Furthermore, the decree updates the protocol for the conduct of the negotiated composition, redefining the duties of the expert with regard to independence, the management of negotiations and the drafting of the final report. Also these provisions are to be regarded as best practices rather than absolute prescriptions. Finally, guidelines for the specific training of experts are introduced.
2) Italian Supreme Court: on corporate merger and the prohibition of set-off in bankruptcy proceedings
By judgment No. 15804/2026, published on 22 May 2026, the Italian Supreme Court ruled on the set-off of claims in bankruptcy proceedings in the context of corporate mergers.
In particular, the Supreme Court laid down the principle of law according to which a corporate merger, although entailing a universal succession, is configured at law as a voluntary act entered into between parties still existing at that time. Being an inter vivos transaction, it remains fully subject to the time limits established by Article 56, paragraph 2, of the Bankruptcy Law. As a consequence, ”if one of the companies participating in the merger, already a debtor of the entrepreneur subsequently declared insolvent, acquires, by virtue of a merger deed entered into in the year preceding the bankruptcy or thereafter, a claim – already belonging to another company participating in the merger – against the debtor subsequently declared insolvent, it cannot lawfully invoke the set-off between such claim and its debt towards the latter”.

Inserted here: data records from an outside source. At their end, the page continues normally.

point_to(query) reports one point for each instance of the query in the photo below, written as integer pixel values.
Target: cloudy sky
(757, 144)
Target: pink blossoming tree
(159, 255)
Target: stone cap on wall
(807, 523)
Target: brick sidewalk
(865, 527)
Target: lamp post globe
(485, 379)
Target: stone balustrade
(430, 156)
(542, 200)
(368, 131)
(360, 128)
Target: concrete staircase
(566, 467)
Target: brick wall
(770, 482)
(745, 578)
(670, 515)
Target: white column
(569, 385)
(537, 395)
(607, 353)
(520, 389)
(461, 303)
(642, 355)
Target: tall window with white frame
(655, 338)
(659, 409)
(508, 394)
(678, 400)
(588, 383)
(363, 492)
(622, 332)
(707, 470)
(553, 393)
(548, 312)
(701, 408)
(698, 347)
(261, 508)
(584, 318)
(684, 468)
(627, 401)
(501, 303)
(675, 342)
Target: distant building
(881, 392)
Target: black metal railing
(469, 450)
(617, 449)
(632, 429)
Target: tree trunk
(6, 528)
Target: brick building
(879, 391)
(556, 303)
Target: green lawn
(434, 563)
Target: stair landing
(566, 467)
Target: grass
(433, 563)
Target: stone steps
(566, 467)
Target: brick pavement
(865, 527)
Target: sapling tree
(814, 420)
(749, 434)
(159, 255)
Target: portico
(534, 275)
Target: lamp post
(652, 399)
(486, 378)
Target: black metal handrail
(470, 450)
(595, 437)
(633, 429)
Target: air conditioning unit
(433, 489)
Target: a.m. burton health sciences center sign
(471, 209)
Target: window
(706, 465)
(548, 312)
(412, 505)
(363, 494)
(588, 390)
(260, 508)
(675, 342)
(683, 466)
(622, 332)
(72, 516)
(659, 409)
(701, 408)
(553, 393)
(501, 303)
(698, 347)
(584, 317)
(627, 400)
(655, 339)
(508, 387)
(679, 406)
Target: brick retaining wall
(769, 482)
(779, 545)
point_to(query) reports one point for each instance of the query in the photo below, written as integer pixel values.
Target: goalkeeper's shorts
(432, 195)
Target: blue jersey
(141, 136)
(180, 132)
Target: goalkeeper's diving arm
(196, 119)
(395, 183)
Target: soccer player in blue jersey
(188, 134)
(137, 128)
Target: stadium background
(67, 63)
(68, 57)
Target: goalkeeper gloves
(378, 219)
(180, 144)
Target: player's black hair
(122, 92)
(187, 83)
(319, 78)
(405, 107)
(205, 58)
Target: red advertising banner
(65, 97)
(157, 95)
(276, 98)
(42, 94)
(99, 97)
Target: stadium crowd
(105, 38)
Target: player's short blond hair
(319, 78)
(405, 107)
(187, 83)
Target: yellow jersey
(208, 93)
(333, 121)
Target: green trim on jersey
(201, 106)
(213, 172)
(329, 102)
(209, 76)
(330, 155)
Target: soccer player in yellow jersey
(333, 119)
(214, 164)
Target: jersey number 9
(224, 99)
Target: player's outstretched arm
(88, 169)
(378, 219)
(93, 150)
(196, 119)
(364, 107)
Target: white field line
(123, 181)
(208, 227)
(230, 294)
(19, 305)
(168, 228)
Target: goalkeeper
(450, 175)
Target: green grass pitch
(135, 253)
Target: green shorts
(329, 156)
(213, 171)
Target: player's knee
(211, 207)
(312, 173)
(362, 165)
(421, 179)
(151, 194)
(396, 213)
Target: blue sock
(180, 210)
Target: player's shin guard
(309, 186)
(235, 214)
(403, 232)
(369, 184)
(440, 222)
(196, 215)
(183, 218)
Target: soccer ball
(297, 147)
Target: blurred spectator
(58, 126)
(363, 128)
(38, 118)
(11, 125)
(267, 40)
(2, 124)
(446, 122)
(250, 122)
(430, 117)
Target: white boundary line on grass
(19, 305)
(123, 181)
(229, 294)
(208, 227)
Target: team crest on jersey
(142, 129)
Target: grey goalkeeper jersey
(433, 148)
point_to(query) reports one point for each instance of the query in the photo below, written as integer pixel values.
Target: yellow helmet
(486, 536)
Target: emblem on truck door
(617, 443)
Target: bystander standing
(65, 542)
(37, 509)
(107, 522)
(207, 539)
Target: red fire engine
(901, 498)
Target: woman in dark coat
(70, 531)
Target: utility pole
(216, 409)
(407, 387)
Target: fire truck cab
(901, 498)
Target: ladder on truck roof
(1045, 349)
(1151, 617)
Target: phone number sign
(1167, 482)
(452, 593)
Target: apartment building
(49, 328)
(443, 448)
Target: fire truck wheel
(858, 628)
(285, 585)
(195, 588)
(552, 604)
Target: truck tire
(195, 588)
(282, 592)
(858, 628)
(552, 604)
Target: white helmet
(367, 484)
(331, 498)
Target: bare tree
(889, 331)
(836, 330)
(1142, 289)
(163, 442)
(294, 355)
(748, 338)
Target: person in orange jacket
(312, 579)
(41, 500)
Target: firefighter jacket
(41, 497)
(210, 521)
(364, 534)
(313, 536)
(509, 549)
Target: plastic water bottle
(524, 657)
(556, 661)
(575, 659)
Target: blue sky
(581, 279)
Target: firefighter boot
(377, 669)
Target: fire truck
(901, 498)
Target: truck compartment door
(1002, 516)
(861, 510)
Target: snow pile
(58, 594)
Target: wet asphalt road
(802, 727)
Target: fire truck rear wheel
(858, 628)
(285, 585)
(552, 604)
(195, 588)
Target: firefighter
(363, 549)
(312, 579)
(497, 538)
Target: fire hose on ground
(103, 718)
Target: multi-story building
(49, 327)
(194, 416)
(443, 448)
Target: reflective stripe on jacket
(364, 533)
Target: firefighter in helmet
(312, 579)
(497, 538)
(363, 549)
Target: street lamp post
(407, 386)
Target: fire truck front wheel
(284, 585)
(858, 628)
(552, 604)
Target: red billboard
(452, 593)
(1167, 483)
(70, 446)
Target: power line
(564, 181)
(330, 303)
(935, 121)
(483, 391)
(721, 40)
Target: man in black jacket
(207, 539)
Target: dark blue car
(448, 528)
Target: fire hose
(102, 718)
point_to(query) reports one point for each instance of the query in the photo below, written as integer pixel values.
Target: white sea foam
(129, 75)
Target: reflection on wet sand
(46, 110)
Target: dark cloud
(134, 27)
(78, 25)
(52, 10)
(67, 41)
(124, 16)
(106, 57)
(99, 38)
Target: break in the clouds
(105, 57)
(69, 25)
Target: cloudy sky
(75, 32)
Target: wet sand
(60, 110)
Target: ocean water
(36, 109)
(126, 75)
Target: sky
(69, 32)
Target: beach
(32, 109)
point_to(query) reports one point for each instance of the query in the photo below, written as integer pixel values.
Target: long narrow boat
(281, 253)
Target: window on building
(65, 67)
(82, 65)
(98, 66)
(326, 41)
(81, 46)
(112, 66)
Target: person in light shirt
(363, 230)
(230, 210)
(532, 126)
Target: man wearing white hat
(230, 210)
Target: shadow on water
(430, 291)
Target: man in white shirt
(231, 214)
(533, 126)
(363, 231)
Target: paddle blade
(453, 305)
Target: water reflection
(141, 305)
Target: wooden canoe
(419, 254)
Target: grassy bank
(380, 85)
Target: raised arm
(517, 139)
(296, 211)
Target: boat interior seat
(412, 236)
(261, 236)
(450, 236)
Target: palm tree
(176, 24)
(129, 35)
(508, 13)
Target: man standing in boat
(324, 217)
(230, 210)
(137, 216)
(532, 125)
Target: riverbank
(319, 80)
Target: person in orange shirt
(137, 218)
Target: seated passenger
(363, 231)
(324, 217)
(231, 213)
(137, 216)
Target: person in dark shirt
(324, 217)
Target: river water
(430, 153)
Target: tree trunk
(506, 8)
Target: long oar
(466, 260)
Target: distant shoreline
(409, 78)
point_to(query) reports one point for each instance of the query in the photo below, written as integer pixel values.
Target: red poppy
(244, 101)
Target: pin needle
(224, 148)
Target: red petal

Furthermore, the Court also confirmed that, where admission to composition with creditors (concordato preventivo) is followed by the declaration of bankruptcy, the bankruptcy judgment constitutes the final act of the proceedings, there being no relevance, by contrast, in the abandonment (at a regulatory level) of the automatic nature of that declaration, where it subsequently arises that the state of financial distress on the basis of which admission to composition with creditors had been obtained coincided with the state of insolvency. In that case, “the effect of the judgment declaring bankruptcy […] must be […] backdated to the date of filing of the said application”.